Dendy feels like magic. That’s the thought that ran through my mind the first time I went to my neighborhood rec center for a swim one June evening.

Golden light washed over the crowded pool, a tight ship run by “Ms. Joanne,” as Dendy Playground pool maintenance associate Joanne Williams-Campbell is known. (She has strict rules: no towels or shoes on the pool deck; all swimmers must shower before and after going into the water.) The water ice truck parked at the curb blared Christmas tunes while the line of antsy kids only got longer. Kids on bikes popped wheelies as they criss-crossed the basketball courts during breaks in summer-league contests. Conversations, children’s games, and SEPTA trains roaring past overhead joined birdsong in the air. The bright blue sky slowly turned orange, then faded to navy.

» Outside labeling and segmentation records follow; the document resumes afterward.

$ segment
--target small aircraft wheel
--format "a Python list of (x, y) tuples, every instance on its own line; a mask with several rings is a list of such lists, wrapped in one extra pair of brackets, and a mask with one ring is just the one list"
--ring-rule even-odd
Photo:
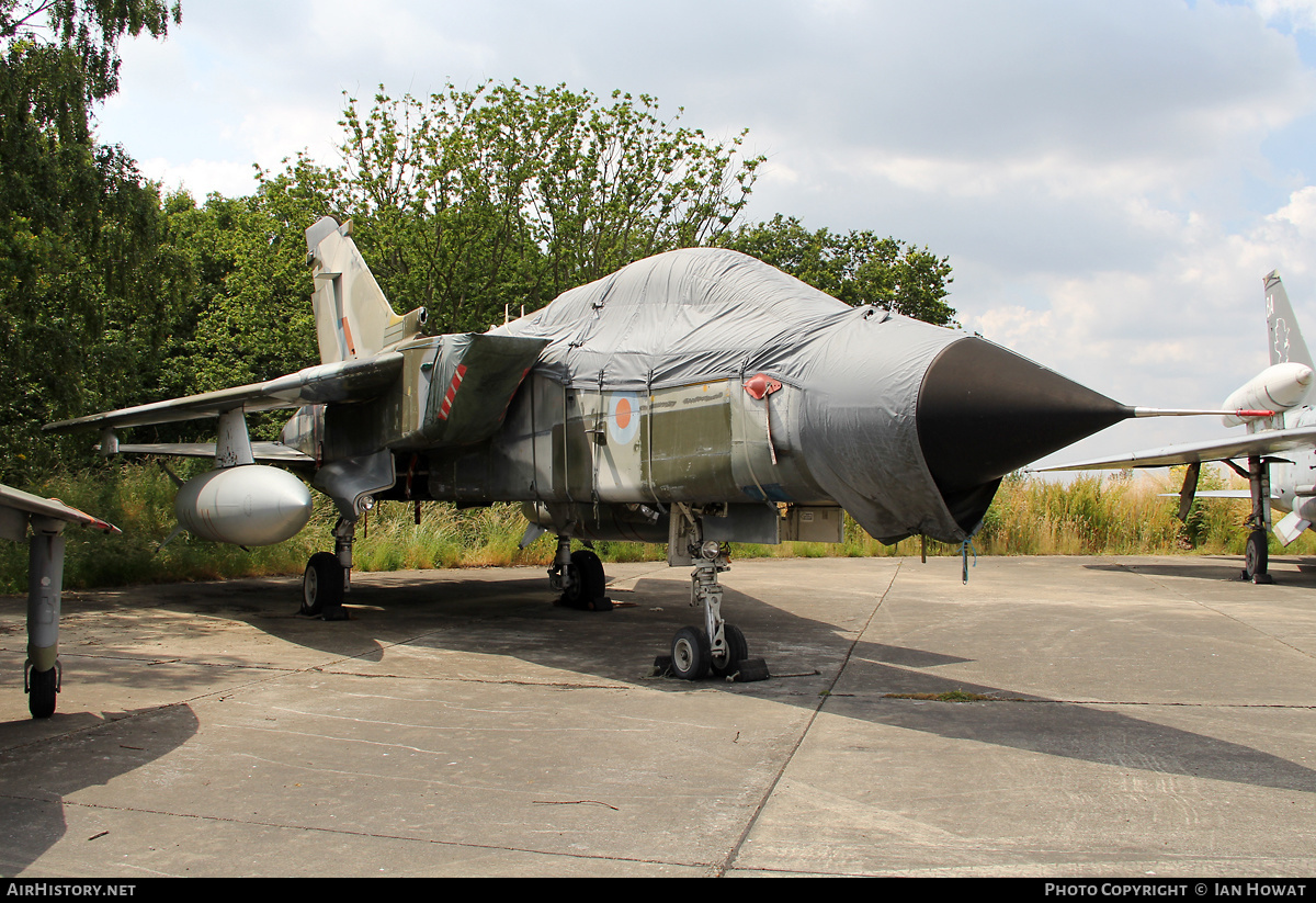
[(722, 638), (726, 640), (726, 657), (721, 661), (712, 656), (709, 667), (717, 677), (726, 677), (736, 671), (736, 666), (749, 658), (749, 644), (745, 642), (745, 633), (734, 624), (722, 624)]
[(671, 641), (671, 673), (682, 681), (708, 677), (713, 654), (708, 649), (708, 634), (703, 628), (683, 627)]
[(562, 594), (562, 602), (570, 608), (590, 611), (611, 611), (612, 602), (604, 595), (608, 577), (603, 573), (599, 555), (588, 549), (571, 553), (571, 588)]
[(1248, 534), (1248, 553), (1244, 559), (1245, 570), (1244, 577), (1246, 577), (1253, 583), (1265, 582), (1266, 569), (1269, 566), (1269, 553), (1266, 550), (1266, 530), (1253, 530)]
[(301, 615), (322, 615), (342, 604), (342, 565), (332, 552), (317, 552), (301, 575)]
[(55, 713), (55, 694), (59, 692), (59, 673), (30, 671), (28, 675), (28, 711), (32, 717), (50, 717)]

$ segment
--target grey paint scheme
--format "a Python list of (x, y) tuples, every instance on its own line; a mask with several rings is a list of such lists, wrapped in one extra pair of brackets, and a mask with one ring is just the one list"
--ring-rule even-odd
[[(513, 411), (495, 441), (496, 458), (522, 463), (524, 424), (561, 416), (549, 407), (557, 404), (550, 384), (578, 399), (588, 416), (607, 392), (649, 395), (725, 380), (732, 467), (745, 477), (719, 487), (716, 498), (649, 480), (646, 498), (745, 503), (762, 500), (746, 490), (772, 486), (767, 495), (780, 502), (840, 504), (880, 538), (969, 536), (945, 504), (929, 504), (941, 495), (915, 424), (929, 363), (962, 334), (871, 307), (851, 308), (751, 257), (716, 249), (632, 263), (492, 333), (549, 341), (534, 367), (536, 387), (521, 399), (524, 405), (533, 396), (532, 407), (549, 409), (538, 416)], [(783, 390), (753, 399), (742, 384), (761, 373)], [(751, 454), (754, 444), (767, 454)], [(544, 479), (536, 486), (540, 499), (592, 502), (546, 492)], [(525, 492), (524, 486), (499, 488), (500, 496)]]

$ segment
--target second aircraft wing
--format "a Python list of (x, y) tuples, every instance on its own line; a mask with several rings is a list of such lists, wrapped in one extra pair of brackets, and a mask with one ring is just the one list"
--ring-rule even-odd
[(1249, 433), (1246, 436), (1230, 437), (1228, 440), (1170, 445), (1163, 449), (1148, 449), (1146, 452), (1134, 452), (1133, 454), (1111, 458), (1075, 461), (1071, 463), (1057, 465), (1054, 467), (1038, 467), (1038, 470), (1055, 471), (1170, 467), (1173, 465), (1187, 465), (1199, 461), (1224, 461), (1227, 458), (1242, 458), (1254, 454), (1274, 454), (1277, 452), (1288, 452), (1290, 449), (1311, 445), (1316, 445), (1316, 426), (1298, 426), (1295, 429), (1273, 429), (1262, 433)]

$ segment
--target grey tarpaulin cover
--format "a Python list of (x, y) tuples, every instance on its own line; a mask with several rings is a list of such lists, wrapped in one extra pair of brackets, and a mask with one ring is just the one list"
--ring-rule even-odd
[[(536, 370), (578, 388), (646, 391), (767, 374), (804, 392), (808, 470), (869, 533), (959, 541), (976, 527), (928, 504), (941, 495), (915, 424), (924, 373), (962, 334), (851, 308), (721, 249), (638, 261), (492, 332), (550, 340)], [(940, 516), (928, 515), (933, 508)]]

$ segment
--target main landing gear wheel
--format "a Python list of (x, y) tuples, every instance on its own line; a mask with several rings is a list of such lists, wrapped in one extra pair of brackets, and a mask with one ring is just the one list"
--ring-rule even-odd
[(301, 615), (342, 609), (342, 565), (332, 552), (317, 552), (301, 575)]
[(749, 658), (749, 644), (745, 642), (745, 633), (734, 624), (722, 624), (722, 640), (726, 641), (726, 654), (719, 659), (712, 656), (709, 669), (717, 677), (726, 677), (736, 673), (736, 666)]
[(671, 673), (682, 681), (701, 681), (712, 666), (708, 634), (699, 627), (683, 627), (671, 641)]
[(50, 717), (55, 713), (55, 694), (59, 692), (59, 665), (46, 671), (28, 671), (28, 711), (32, 717)]
[(1253, 530), (1248, 534), (1248, 549), (1244, 558), (1242, 577), (1253, 583), (1270, 583), (1267, 573), (1270, 554), (1266, 549), (1266, 530)]
[(570, 567), (574, 579), (562, 594), (562, 604), (586, 611), (612, 611), (612, 600), (604, 595), (608, 577), (603, 573), (599, 555), (588, 549), (578, 549), (571, 553)]

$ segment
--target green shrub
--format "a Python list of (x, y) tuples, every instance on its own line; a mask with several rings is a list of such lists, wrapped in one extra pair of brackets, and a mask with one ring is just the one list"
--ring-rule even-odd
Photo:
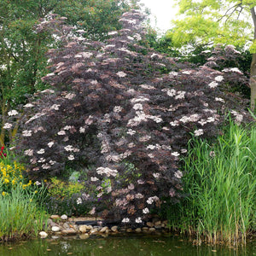
[(245, 242), (255, 230), (255, 125), (230, 122), (213, 144), (192, 138), (183, 159), (188, 196), (166, 211), (170, 224), (209, 242)]

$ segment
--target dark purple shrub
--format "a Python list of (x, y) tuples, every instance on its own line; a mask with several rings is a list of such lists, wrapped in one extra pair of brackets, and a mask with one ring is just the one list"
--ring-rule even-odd
[(227, 109), (240, 122), (246, 115), (247, 102), (219, 90), (223, 73), (143, 50), (142, 20), (125, 13), (106, 43), (73, 38), (49, 52), (43, 80), (54, 90), (25, 106), (19, 145), (34, 178), (86, 170), (96, 210), (125, 224), (147, 219), (162, 197), (180, 198), (178, 160), (191, 133), (215, 136)]

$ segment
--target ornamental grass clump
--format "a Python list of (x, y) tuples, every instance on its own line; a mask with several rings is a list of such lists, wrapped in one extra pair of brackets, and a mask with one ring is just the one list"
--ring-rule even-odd
[(20, 185), (0, 195), (0, 241), (38, 236), (46, 228), (48, 218), (38, 207), (35, 194), (27, 193)]
[(256, 126), (233, 122), (213, 144), (194, 137), (184, 158), (183, 230), (208, 242), (246, 242), (255, 230)]
[(17, 147), (34, 179), (86, 170), (91, 212), (125, 224), (146, 221), (162, 197), (180, 199), (178, 160), (190, 133), (218, 134), (227, 108), (247, 119), (247, 101), (221, 90), (223, 73), (140, 45), (143, 20), (137, 10), (125, 13), (123, 28), (105, 43), (61, 38), (43, 78), (52, 88), (24, 106)]

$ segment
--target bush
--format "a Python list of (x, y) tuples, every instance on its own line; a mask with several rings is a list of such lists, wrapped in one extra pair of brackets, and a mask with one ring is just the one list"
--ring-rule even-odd
[(125, 13), (108, 42), (72, 38), (49, 52), (51, 73), (43, 80), (54, 90), (24, 106), (17, 147), (33, 179), (84, 170), (96, 211), (133, 224), (162, 197), (180, 199), (178, 159), (189, 133), (214, 137), (228, 108), (238, 122), (247, 119), (247, 101), (220, 90), (222, 73), (145, 54), (141, 20)]

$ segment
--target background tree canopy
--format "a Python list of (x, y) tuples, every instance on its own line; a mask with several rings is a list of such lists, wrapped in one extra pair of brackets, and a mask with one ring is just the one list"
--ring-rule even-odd
[[(67, 18), (67, 24), (84, 30), (84, 36), (104, 39), (107, 32), (120, 28), (118, 19), (129, 9), (124, 0), (0, 1), (0, 105), (3, 125), (12, 108), (26, 102), (45, 88), (40, 78), (47, 72), (45, 52), (55, 47), (52, 31), (36, 31), (35, 26), (49, 15)], [(57, 30), (57, 28), (55, 28)], [(4, 130), (0, 143), (4, 144)]]

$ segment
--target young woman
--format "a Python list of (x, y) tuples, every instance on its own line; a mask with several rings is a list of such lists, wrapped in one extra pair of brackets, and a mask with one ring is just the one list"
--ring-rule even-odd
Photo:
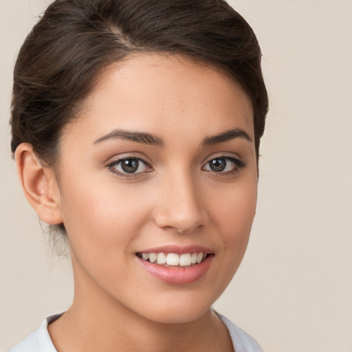
[(211, 306), (248, 241), (267, 111), (225, 1), (52, 3), (16, 64), (12, 150), (74, 298), (10, 351), (261, 351)]

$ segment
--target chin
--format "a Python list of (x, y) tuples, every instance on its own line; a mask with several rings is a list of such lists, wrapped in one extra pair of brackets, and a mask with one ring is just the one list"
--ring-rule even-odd
[(195, 294), (180, 296), (153, 301), (150, 305), (144, 306), (147, 309), (144, 309), (142, 315), (149, 320), (161, 324), (191, 322), (209, 311), (216, 299), (201, 298)]

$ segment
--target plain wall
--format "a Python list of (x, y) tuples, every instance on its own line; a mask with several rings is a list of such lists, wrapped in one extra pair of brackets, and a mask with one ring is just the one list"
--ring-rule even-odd
[[(270, 112), (249, 248), (215, 308), (267, 352), (352, 351), (352, 1), (233, 0), (261, 43)], [(0, 350), (73, 297), (10, 151), (18, 50), (48, 0), (0, 0)]]

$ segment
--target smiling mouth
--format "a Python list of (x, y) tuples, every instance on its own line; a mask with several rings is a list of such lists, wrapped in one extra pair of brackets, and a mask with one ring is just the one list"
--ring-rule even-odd
[(212, 255), (203, 252), (194, 253), (136, 253), (138, 258), (145, 261), (166, 267), (180, 268), (191, 267), (203, 262), (208, 256)]

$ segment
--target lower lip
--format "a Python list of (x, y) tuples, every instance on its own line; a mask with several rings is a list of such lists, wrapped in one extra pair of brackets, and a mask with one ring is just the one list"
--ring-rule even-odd
[(212, 257), (208, 256), (201, 263), (190, 267), (166, 267), (137, 257), (144, 268), (152, 275), (166, 283), (185, 285), (201, 279), (207, 273)]

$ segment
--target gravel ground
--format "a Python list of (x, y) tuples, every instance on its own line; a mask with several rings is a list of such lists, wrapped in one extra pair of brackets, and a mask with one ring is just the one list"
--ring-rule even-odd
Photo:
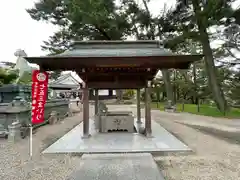
[(80, 157), (70, 155), (42, 155), (41, 151), (80, 123), (80, 114), (61, 123), (46, 125), (33, 135), (33, 156), (29, 156), (29, 139), (10, 144), (0, 139), (1, 180), (63, 180), (79, 163)]
[[(179, 121), (189, 121), (198, 124), (200, 120), (204, 125), (208, 123), (205, 117), (198, 118), (191, 114), (178, 114), (153, 111), (154, 119), (168, 131), (182, 139), (194, 153), (181, 156), (172, 154), (156, 158), (160, 169), (167, 180), (238, 180), (240, 179), (240, 146), (236, 142), (226, 141), (221, 134), (211, 134), (199, 126), (186, 126)], [(181, 118), (178, 118), (181, 117)], [(221, 126), (222, 132), (224, 126)], [(229, 128), (226, 126), (225, 135)], [(231, 139), (229, 136), (228, 138)]]
[[(115, 108), (126, 110), (123, 106)], [(129, 108), (128, 106), (128, 109), (135, 111), (133, 107)], [(142, 115), (144, 115), (144, 110)], [(152, 118), (168, 131), (173, 132), (194, 151), (190, 155), (171, 153), (169, 156), (156, 157), (166, 180), (240, 179), (240, 145), (227, 141), (218, 134), (212, 135), (209, 131), (205, 133), (202, 129), (196, 128), (201, 120), (205, 126), (208, 125), (206, 117), (153, 110)], [(41, 151), (79, 124), (80, 121), (81, 115), (79, 114), (65, 119), (63, 123), (47, 125), (38, 129), (33, 137), (32, 159), (28, 153), (28, 139), (23, 139), (14, 145), (0, 139), (0, 179), (65, 180), (79, 166), (80, 157), (63, 154), (42, 155)], [(187, 122), (191, 126), (184, 125)], [(203, 124), (201, 124), (201, 128), (202, 126)], [(224, 130), (224, 123), (221, 128)], [(228, 130), (229, 128), (226, 126), (226, 131)]]

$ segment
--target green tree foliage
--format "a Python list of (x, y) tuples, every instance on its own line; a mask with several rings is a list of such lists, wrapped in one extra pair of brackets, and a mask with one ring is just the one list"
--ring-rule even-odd
[(209, 28), (227, 24), (226, 20), (234, 14), (231, 8), (232, 2), (232, 0), (177, 0), (176, 9), (168, 16), (168, 20), (174, 27), (172, 34), (175, 34), (175, 37), (171, 41), (166, 41), (165, 44), (166, 47), (176, 50), (189, 39), (200, 43), (205, 55), (208, 84), (214, 101), (221, 111), (227, 109), (227, 103), (220, 82), (217, 80), (219, 72), (214, 64)]
[(0, 85), (13, 83), (17, 77), (18, 75), (15, 71), (0, 68)]

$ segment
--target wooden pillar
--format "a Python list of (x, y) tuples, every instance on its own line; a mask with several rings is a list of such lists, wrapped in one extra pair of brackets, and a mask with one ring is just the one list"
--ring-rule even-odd
[(147, 82), (145, 88), (145, 135), (152, 136), (152, 122), (151, 122), (151, 81)]
[(95, 115), (98, 114), (98, 89), (95, 89)]
[(87, 83), (83, 87), (83, 137), (88, 138), (89, 134), (89, 89)]
[(137, 123), (141, 124), (141, 101), (140, 101), (140, 89), (137, 89)]

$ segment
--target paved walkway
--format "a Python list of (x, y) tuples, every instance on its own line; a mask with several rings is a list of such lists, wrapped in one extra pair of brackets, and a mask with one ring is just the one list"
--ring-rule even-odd
[(83, 155), (67, 180), (164, 180), (151, 154)]

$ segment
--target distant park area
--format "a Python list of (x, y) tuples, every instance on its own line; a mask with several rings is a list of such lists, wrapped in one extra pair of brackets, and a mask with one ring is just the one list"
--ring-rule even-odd
[[(164, 110), (164, 103), (152, 103), (153, 109)], [(240, 117), (240, 108), (231, 108), (225, 114), (220, 112), (216, 106), (211, 106), (207, 104), (176, 104), (177, 112), (186, 112), (203, 116), (212, 116), (212, 117), (225, 117), (230, 119), (237, 119)]]

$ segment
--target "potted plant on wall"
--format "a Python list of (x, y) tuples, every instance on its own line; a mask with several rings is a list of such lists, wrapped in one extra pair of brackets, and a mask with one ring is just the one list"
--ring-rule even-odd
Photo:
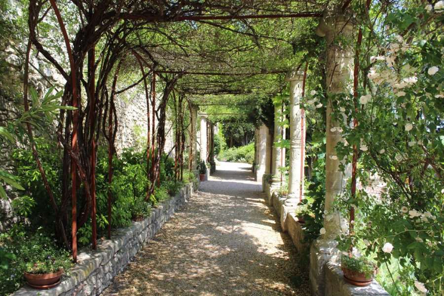
[(45, 289), (57, 286), (64, 270), (72, 265), (69, 253), (57, 248), (43, 233), (27, 238), (29, 242), (20, 250), (17, 269), (24, 271), (25, 279), (32, 288)]
[(199, 166), (199, 174), (200, 181), (205, 181), (205, 177), (207, 175), (207, 165), (205, 164), (205, 162), (203, 160), (200, 162), (200, 165)]
[(133, 221), (142, 221), (151, 213), (151, 206), (144, 199), (136, 198), (131, 210)]
[(377, 273), (377, 267), (372, 262), (354, 256), (342, 257), (341, 269), (345, 281), (355, 286), (369, 285)]

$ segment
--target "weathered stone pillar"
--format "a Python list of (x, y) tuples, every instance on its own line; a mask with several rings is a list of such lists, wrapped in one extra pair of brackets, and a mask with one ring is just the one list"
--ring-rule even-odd
[(208, 157), (207, 151), (207, 113), (200, 112), (199, 117), (200, 118), (200, 161), (203, 160), (207, 163)]
[(267, 146), (267, 134), (268, 129), (265, 124), (262, 124), (259, 128), (258, 139), (257, 154), (258, 157), (256, 163), (256, 181), (261, 181), (262, 177), (265, 172), (266, 150)]
[(190, 170), (192, 172), (197, 172), (197, 107), (191, 106), (191, 124), (189, 125), (190, 129), (189, 134), (192, 135), (191, 139), (191, 146), (190, 146), (190, 153), (189, 155), (192, 155), (191, 161), (191, 168)]
[(271, 133), (270, 129), (265, 125), (263, 126), (265, 133), (265, 172), (262, 177), (262, 191), (265, 192), (267, 185), (265, 179), (271, 175), (271, 163), (273, 161), (272, 148), (273, 142), (271, 139)]
[(302, 97), (303, 74), (291, 73), (286, 78), (290, 82), (290, 153), (288, 193), (284, 204), (281, 206), (281, 226), (287, 230), (287, 216), (294, 212), (300, 198), (301, 159), (302, 155), (301, 120), (299, 104)]
[[(352, 92), (353, 68), (353, 19), (338, 11), (326, 13), (316, 29), (316, 34), (325, 36), (327, 41), (327, 85), (328, 95), (335, 100), (336, 94)], [(330, 101), (329, 101), (330, 102)], [(339, 171), (341, 159), (337, 158), (334, 147), (344, 139), (337, 129), (338, 123), (332, 120), (331, 103), (327, 110), (327, 145), (326, 153), (326, 214), (324, 222), (325, 233), (312, 245), (310, 254), (310, 282), (315, 295), (324, 295), (325, 268), (326, 263), (335, 261), (340, 258), (340, 252), (336, 249), (336, 235), (341, 232), (341, 225), (345, 226), (338, 213), (330, 212), (335, 197), (342, 193), (346, 180), (351, 175), (349, 169), (345, 172)], [(344, 115), (344, 120), (345, 120)], [(333, 129), (333, 130), (334, 129)]]
[(296, 206), (300, 198), (302, 131), (300, 99), (302, 98), (303, 74), (292, 73), (286, 79), (290, 83), (290, 152), (288, 194), (285, 204)]

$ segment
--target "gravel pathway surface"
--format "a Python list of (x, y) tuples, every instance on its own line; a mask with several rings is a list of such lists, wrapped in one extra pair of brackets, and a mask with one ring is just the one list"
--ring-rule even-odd
[(221, 162), (102, 295), (310, 295), (250, 169)]

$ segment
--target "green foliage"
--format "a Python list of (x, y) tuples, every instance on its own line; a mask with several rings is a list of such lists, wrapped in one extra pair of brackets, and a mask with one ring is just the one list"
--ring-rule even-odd
[[(60, 249), (51, 235), (16, 224), (0, 235), (0, 293), (7, 295), (24, 282), (24, 273), (47, 273), (63, 268), (69, 272), (72, 265), (69, 252)], [(7, 262), (3, 264), (4, 258)]]
[(223, 150), (220, 157), (226, 161), (246, 162), (253, 164), (255, 159), (255, 144), (251, 143), (246, 146), (233, 148)]
[(11, 206), (15, 213), (21, 216), (27, 217), (32, 213), (32, 209), (37, 204), (34, 199), (28, 195), (22, 195), (14, 199)]
[(373, 262), (365, 257), (342, 256), (341, 258), (341, 266), (351, 271), (364, 273), (368, 277), (372, 276), (375, 270)]

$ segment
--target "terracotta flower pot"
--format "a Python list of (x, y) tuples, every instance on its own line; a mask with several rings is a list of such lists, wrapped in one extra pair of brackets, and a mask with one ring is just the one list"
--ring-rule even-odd
[(25, 278), (28, 284), (35, 289), (49, 289), (60, 283), (60, 277), (63, 273), (63, 268), (60, 268), (55, 272), (42, 274), (25, 272)]
[[(345, 281), (355, 286), (364, 286), (370, 285), (374, 277), (374, 275), (368, 277), (364, 272), (357, 272), (343, 267), (341, 267), (341, 269), (344, 273), (344, 279)], [(377, 270), (375, 270), (374, 275), (376, 275), (377, 272)]]

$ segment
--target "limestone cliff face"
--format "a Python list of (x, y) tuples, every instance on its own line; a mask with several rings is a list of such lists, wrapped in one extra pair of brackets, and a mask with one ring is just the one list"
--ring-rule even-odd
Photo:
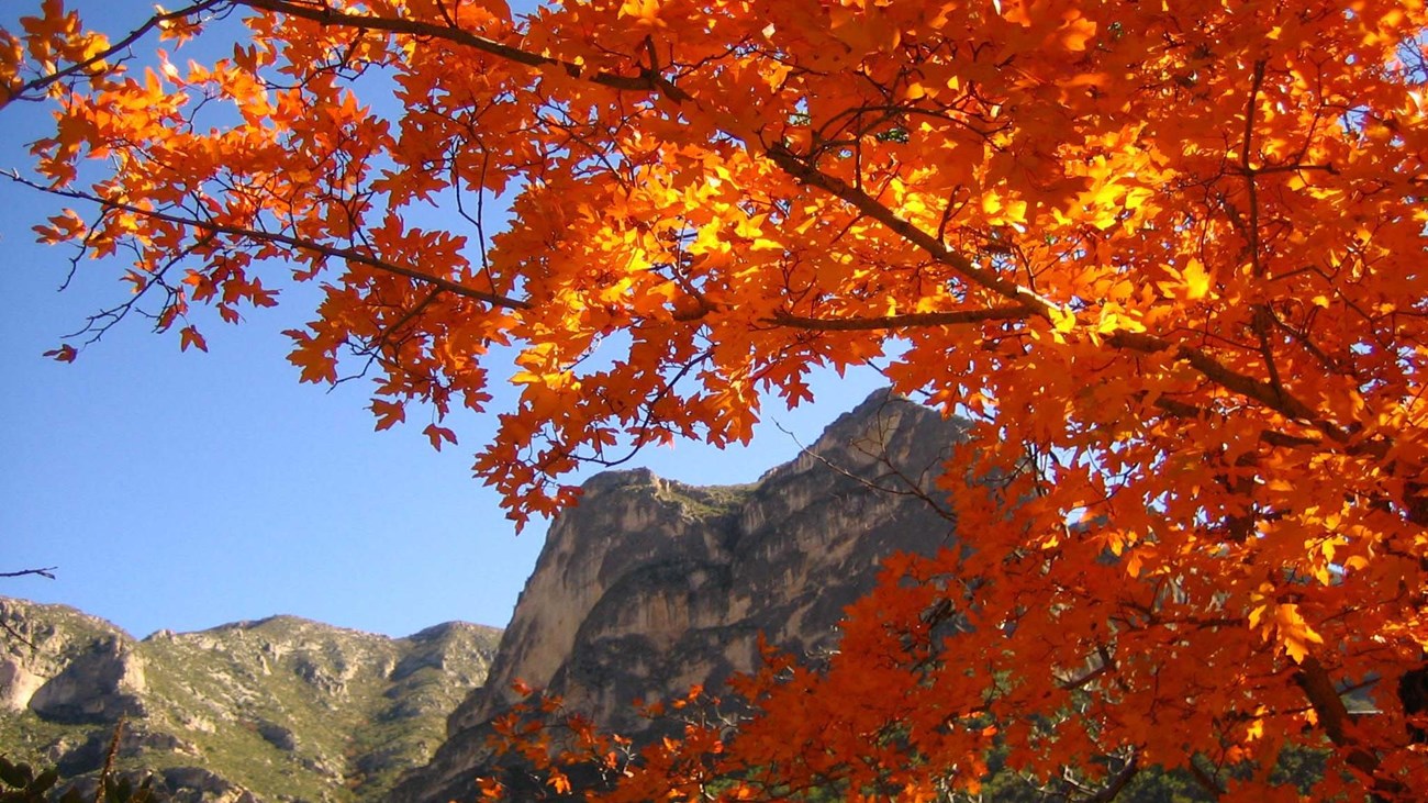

This is how every summer night at Dendy is, I found out. Taking up the entire block at 10th and Oxford Streets in North Philadelphia, the playground is the center of the community.

I never expected to photograph it when I first went there. Marie Dendy Playground was just the closest pool to me as I stayed the summer alone in my apartment near the Temple campus, and I was set on getting in the water. I’d been eyeing the pool since I went to Dendy to cast my vote in my first presidential election in 2016, and now the time had come. Swimming was supposed to be a break after spending my days interning with the Philadelphia Inquirer’s photo staff. But the feeling that night was impossible to ignore; the magic was palpable, and I knew I had to document it. (Click on the arrows to view the full slideshows here.)

Dendy is a summer oasis, offering a chance to cool down from the heat in a Philly neighborhood that’s hotter than average, plus affordable recreation for an area where median income ranges from $20,000 to $28,000. It’s also a hub of neighborhood life, with cookouts, basketball tournaments, and summer camp.

It soon became my oasis, too, with a regular cast of smiling basketball players and toddlers and parents and everyone else, who soon came to know me (fondly, I hope) as “the Camera Lady.”

I was usually the only Temple student around. Once, there were two Temple students playing basketball, and twice I brought a friend with me, but other than that the rec center was primarily neighborhood residents or people who had grown up there and since moved to other parts of the city. I felt very welcome from the start, especially once a couple kids latched onto me and my cameras. I spent as many evenings as I could (and some mornings) sitting on the wooden bleachers, talking to and photographing my neighbors.

I’ve shared some of the more than 1,300 images I made with community members via Instagram DM, the hashtag #dendysummer, 4-by-6-inch prints, and waterproofed 13-by-9-inch prints hung up at the playground so people can see themselves in their space.

As my lease comes to a close, so does my time at Dendy, but I rest assured the magic will always be there.